A key is a unique string name for something in a bucket. Think of them like a SQL primary key that’s a string.
A value is a large binary object that is addressed by a bucket type, bucket, and key. It works similarly to a BLOB column in SQL. Riak objects can have more than one value, which requires conflict resolution.

For more about buckets, keys, and values, read the object/key operations documentation.

tl;dr

Get an object:

# get a bucket
bucket = client.bucket 'pages'

# …or get a bucket-typed bucket
type = client.bucket_type 'my_cool_type'
bucket = type.bucket 'pages'

# get an object
object = bucket.get 'index.html'
object = bucket['index.html']

# get or create an object
object = bucket.get_or_new 'index.html'

# create a new object
object = bucket.new 'index.html'

# change the object's data and save
object.raw_data = "<html><body>Hello, world!</body></html>"
object.content_type = "text/html"
object.store

# reload an object you already have the vclock of
object.reload

# reload an object without the vclock
object.reload :force => true

# delete an object
object.delete

Objects

Riak’s key-value interface maniuplates objects.
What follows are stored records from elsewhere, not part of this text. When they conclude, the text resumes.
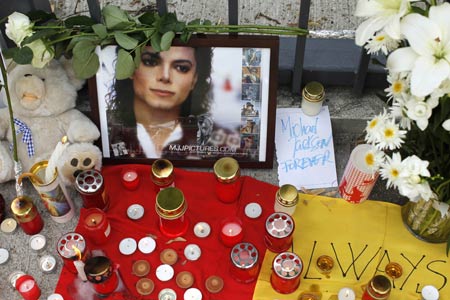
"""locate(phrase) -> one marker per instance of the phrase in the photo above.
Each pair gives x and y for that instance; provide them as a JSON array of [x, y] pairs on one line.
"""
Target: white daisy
[[391, 136], [381, 42], [391, 169], [373, 127]]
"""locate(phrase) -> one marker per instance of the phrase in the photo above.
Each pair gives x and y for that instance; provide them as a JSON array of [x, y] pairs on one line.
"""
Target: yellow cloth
[[373, 234]]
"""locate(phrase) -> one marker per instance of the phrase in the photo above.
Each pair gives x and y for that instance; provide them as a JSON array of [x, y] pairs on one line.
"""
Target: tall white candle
[[79, 265]]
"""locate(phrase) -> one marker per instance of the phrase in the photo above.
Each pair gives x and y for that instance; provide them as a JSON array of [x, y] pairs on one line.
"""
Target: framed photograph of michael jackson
[[192, 104]]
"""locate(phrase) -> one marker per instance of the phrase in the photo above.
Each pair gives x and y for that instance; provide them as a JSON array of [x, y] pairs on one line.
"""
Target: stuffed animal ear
[[67, 65]]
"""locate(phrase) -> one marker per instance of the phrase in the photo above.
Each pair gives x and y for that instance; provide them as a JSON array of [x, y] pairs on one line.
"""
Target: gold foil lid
[[287, 195], [313, 92], [381, 284], [162, 172], [22, 206], [226, 169], [170, 203], [98, 266]]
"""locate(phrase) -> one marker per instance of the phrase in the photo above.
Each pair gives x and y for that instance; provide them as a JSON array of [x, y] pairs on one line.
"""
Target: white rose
[[41, 53], [18, 27]]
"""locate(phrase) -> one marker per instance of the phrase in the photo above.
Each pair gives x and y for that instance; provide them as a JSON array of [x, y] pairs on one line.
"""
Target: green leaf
[[23, 56], [124, 65], [115, 18], [40, 35], [125, 41], [166, 40], [100, 30], [155, 41], [147, 18], [137, 56], [85, 67], [84, 49], [78, 21]]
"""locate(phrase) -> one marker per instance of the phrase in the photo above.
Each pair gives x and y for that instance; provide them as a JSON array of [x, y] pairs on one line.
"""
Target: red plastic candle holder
[[27, 215], [286, 270], [91, 187], [96, 226], [130, 179], [244, 263], [28, 288], [279, 232], [231, 232], [72, 247]]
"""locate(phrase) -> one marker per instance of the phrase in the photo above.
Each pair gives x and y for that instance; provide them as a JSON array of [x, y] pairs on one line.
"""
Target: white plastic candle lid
[[127, 246], [147, 245], [192, 252], [135, 211], [202, 229], [37, 242], [253, 210], [164, 272], [429, 292], [4, 256], [55, 297], [192, 294], [167, 294]]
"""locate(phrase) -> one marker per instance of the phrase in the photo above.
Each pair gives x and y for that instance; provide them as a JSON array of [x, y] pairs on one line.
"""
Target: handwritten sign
[[305, 151]]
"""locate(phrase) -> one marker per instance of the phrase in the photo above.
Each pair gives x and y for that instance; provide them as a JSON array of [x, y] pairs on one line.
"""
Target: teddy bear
[[43, 103]]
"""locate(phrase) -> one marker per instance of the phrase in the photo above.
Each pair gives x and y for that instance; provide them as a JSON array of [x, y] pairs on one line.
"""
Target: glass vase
[[427, 220]]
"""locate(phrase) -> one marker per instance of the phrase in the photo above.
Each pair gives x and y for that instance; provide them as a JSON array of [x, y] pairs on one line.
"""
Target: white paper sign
[[304, 147]]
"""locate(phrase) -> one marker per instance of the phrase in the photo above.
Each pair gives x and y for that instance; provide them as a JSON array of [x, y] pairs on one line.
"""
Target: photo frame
[[237, 118]]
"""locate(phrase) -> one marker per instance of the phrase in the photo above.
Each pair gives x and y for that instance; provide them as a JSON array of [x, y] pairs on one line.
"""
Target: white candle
[[429, 292], [38, 242], [202, 229], [346, 294], [8, 225], [79, 265], [47, 263]]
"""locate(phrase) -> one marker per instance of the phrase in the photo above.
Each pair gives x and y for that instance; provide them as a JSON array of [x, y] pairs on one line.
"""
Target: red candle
[[231, 233], [130, 179], [97, 226], [28, 288], [27, 215]]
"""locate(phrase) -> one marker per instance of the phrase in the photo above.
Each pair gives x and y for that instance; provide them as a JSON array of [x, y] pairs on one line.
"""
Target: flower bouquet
[[411, 141]]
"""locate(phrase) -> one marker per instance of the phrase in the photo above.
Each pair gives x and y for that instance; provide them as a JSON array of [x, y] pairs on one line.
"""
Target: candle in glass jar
[[38, 242], [130, 179], [28, 288], [97, 226], [8, 225], [346, 294], [231, 233]]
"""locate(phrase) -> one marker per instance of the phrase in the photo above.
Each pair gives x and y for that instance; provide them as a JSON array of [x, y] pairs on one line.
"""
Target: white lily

You can think of an object as a tuple:

  {bucket type, bucket, key, metadata, values}

A bucket type and bucket identify a collection of objects, and the set of bucket type, bucket, and key identify a single object.

In the Ruby client, a Riak object is represented by a Riak::RObject instance.

robject = bucket['S. S. Boatname']
robject.class #=> Riak::RObject

Creating Objects

You have a few choices when insantiating an object.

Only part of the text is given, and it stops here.